Pool disk replacement error

joeschmuck

Old Man
Moderator
Joined
May 28, 2011
Messages
10,994
1) For the corrupt file, see this link:
2) Once the corrupt file has been removed then run a scrub zpool scrub OTNAS
3) Once the scrub completes (6 hours and 20 minutes later), run zpool status -v and see if you have any files with errors. If you do have errors, post a screen capture of that and wait for assistance.
4) IF there were no new file errors and you only have the CKSUM errors, run zpool clear OTNAS and then repeat the command in step 3. With any luck you will no longer have any errors.

So back to the BIOS RAID5... If this pool is made from this RAID5 set of drives, I will have to say that it looks like you do have a real RAID setup as TrueNAS only sees one drive. Fixing this is easy, but not fast, nor cheap and does require you to copy your data to another system.
 

NugentS

MVP
Joined
Apr 16, 2020
Messages
2,947
Just to emphasise - your only solution here is to redo the pool from scratch. Your ex-collegue has screwed the pooch with this install - you are running on borrowed time and your data is at risk. Urgent action is required or all the data could vanish.

Do you have a backup?

As you haven't posted your hardware - we don't know if its even possible with the existing hardware. You clearly have a RAID controller - we need to know which one - so advice can be offered. Basically we need to know what you server hardware is, even down to what the HDD's are connected to, motherboard, memory, case, RAID controller, Make and model of HDD's, even PSU. Do you even have any spare disk slots?

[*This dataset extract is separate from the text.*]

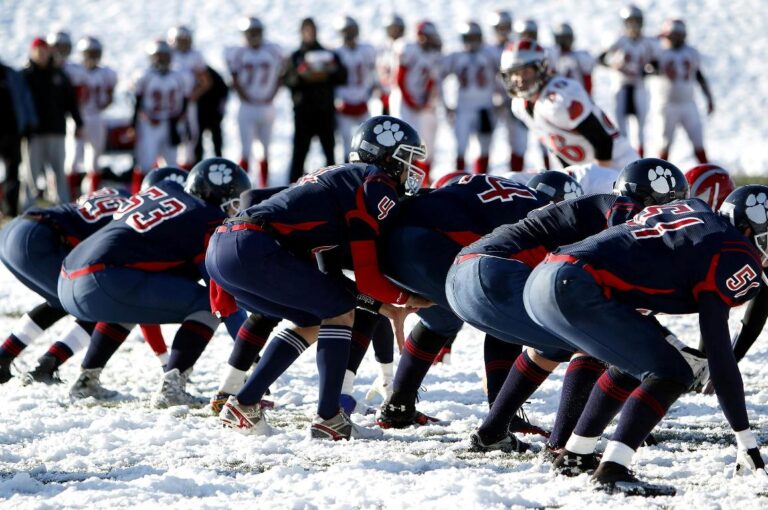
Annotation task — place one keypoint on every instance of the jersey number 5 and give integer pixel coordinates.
(160, 207)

Only then can we advise in anything more than generalities
 

zubair.zafar

Dabbler
Joined
Mar 13, 2024
Messages
17
Just to emphasise - your only solution here is to redo the pool from scratch. Your ex-collegue has screwed the pooch with this install - you are running on borrowed time and your data is at risk. Urgent action is required or all the data could vanish.

Do you have a backup?

As you haven't posted your hardware - we don't know if its even possible with the existing hardware. You clearly have a RAID controller - we need to know which one - so advice can be offered. Basically we need to know what you server hardware is, even down to what the HDD's are connected to, motherboard, memory, case, RAID controller, Make and model of HDD's, even PSU. Do you even have any spare disk slots?

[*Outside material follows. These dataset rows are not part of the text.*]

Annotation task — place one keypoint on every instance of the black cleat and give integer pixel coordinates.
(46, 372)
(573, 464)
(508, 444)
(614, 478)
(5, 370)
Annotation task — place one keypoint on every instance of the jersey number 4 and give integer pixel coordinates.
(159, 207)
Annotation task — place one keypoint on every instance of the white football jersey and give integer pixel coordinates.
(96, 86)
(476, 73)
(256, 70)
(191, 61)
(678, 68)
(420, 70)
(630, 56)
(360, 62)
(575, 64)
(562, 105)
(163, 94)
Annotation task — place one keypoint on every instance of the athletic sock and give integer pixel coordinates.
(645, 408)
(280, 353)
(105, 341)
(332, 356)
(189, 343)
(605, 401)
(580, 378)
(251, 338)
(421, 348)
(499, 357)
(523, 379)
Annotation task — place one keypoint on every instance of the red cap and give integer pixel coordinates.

Only then can we advise in anything more than generalities
I previously shared some hardware details, but here is the complete hardware information. I trust this provides sufficient detail.

Dell PowerEdge T610
CPU: Intel(R) Xeon(R) CPU E5645 @2.40Ghz
Memory 16gb
Hardisk: SAS 3.5 HDD
(2tbx8)
 

zubair.zafar

Dabbler
Joined
Mar 13, 2024
Messages
17
1) For the corrupt file, see this link:
2) Once the corrupt file has been removed then run a scrub zpool scrub OTNAS
3) Once the scrub completes (6 hours and 20 minutes later), run zpool status -v and see if you have any files with errors. If you do have errors, post a screen capture of that and wait for assistance.
4) IF there were no new file errors and you only have the CKSUM errors, run zpool clear OTNAS and then repeat the command in step 3. With any luck you will no longer have any errors.

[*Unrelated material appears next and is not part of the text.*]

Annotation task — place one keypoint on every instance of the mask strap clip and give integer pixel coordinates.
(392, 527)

So back to the BIOS RAID5... If this pool is made from this RAID5 set of drives, I will have to say that it looks like you do have a real RAID setup as TrueNAS only sees one drive. Fixing this is easy, but not fast, nor cheap and does require you to copy your data to another system.
Alright, I'll attempt to follow these instructions and will share an update with you soon.
 

zubair.zafar

Dabbler
Joined
Mar 13, 2024
Messages
17
1) For the corrupt file, see this link:
2) Once the corrupt file has been removed then run a scrub zpool scrub OTNAS
3) Once the scrub completes (6 hours and 20 minutes later), run zpool status -v and see if you have any files with errors. If you do have errors, post a screen capture of that and wait for assistance.
4) IF there were no new file errors and you only have the CKSUM errors, run zpool clear OTNAS and then repeat the command in step 3. With any luck you will no longer have any errors.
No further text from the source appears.